Computational Molecular Biology Group, Faculty of Medicine, Chulalongkorn University, Bangkok, 10330, Thailand.
National Nanotechnology Center, National Science and Technology Development Agency, Pathum Thani, 12120, Thailand.
Alzheimers Res Ther. 2022 Aug 9;14(1):111. doi: 10.1186/s13195-022-01043-2.
Mild cognitive impairment (MCI) is an early stage of cognitive decline which could develop into dementia. An early detection of MCI is a crucial step for timely prevention and intervention. Recent studies have developed deep learning models to detect MCI and dementia using a bedside task like the classic clock drawing test (CDT). However, it remains a challenge to predict the early stage of the disease using the CDT data alone. Moreover, the state-of-the-art deep learning techniques still face black box challenges, making it questionable to implement them in a clinical setting.
We recruited 918 subjects from King Chulalongkorn Memorial Hospital (651 healthy subjects and 267 MCI patients). We propose a novel deep learning framework that incorporates data from the CDT, cube-copying, and trail-making tests. Soft label and self-attention were applied to improve the model performance and provide a visual explanation. The interpretability of the visualization of our model and the Grad-CAM approach were rated by experienced medical personnel and quantitatively evaluated using intersection over union (IoU) between the models' heat maps and the regions of interest.
Rather than using a single CDT image in the baseline VGG16 model, using multiple drawing tasks as inputs into our proposed model with soft label significantly improves the classification performance between the healthy aging controls and the MCI patients. In particular, the classification accuracy increases from 0.75 (baseline model) to 0.81. The F1-score increases from 0.36 to 0.65, and the area under the receiver operating characteristic curve (AUC) increases from 0.74 to 0.84. Compared to the multi-input model that also offers interpretable visualization, i.e., Grad-CAM, our model receives higher interpretability scores given by experienced medical experts and higher IoUs.
Our model achieves better classification performance at detecting MCI compared to the baseline model. In addition, the model provides visual explanations that are superior to those of the baseline model as quantitatively evaluated by experienced medical personnel. Thus, our work offers an interpretable machine learning model with high classification performance, both of which are crucial aspects of artificial intelligence in medical diagnosis.

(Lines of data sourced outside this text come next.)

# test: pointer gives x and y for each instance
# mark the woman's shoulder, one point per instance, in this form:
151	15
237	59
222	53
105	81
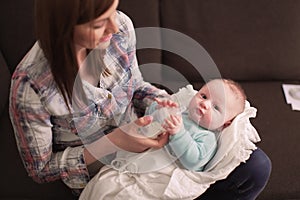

轻度认知障碍(MCI)是认知能力下降的早期阶段,可能发展为痴呆症。早期发现 MCI 是及时预防和干预的关键步骤。最近的研究已经开发了深度学习模型,通过床边任务(如经典的时钟绘制测试(CDT))来检测 MCI 和痴呆症。然而,仅使用 CDT 数据预测疾病的早期阶段仍然是一个挑战。此外,最先进的深度学习技术仍然面临黑盒挑战,因此在临床环境中实施这些技术是值得怀疑的。
我们从朱拉隆功国王纪念医院招募了 918 名受试者(651 名健康受试者和 267 名 MCI 患者)。我们提出了一种新的深度学习框架,该框架结合了 CDT、立方体复制和连线测试的数据。应用软标签和自注意力来提高模型性能并提供可视化解释。我们的模型可视化的可解释性和 Grad-CAM 方法由经验丰富的医务人员进行评分,并使用模型热图和感兴趣区域之间的交并比(IoU)进行定量评估。
与基线 VGG16 模型中仅使用单个 CDT 图像不同,使用多个绘图任务作为输入到我们的软标签模型中,可显著提高健康衰老对照和 MCI 患者之间的分类性能。特别是,分类精度从 0.75(基线模型)提高到 0.81。F1 评分从 0.36 提高到 0.65,接收者操作特征曲线(ROC)下的面积(AUC)从 0.74 提高到 0.84。与提供可解释可视化的多输入模型(即 Grad-CAM)相比,我们的模型获得了经验丰富的医学专家更高的可解释性评分和更高的 IoU。
与基线模型相比,我们的模型在检测 MCI 方面实现了更好的分类性能。此外,该模型提供了视觉解释,与基线模型相比,这些解释在经验丰富的医务人员的定量评估中表现更好。因此,我们的工作提供了一种具有高分类性能和可解释性的机器学习模型,这两者都是人工智能在医学诊断中的关键方面。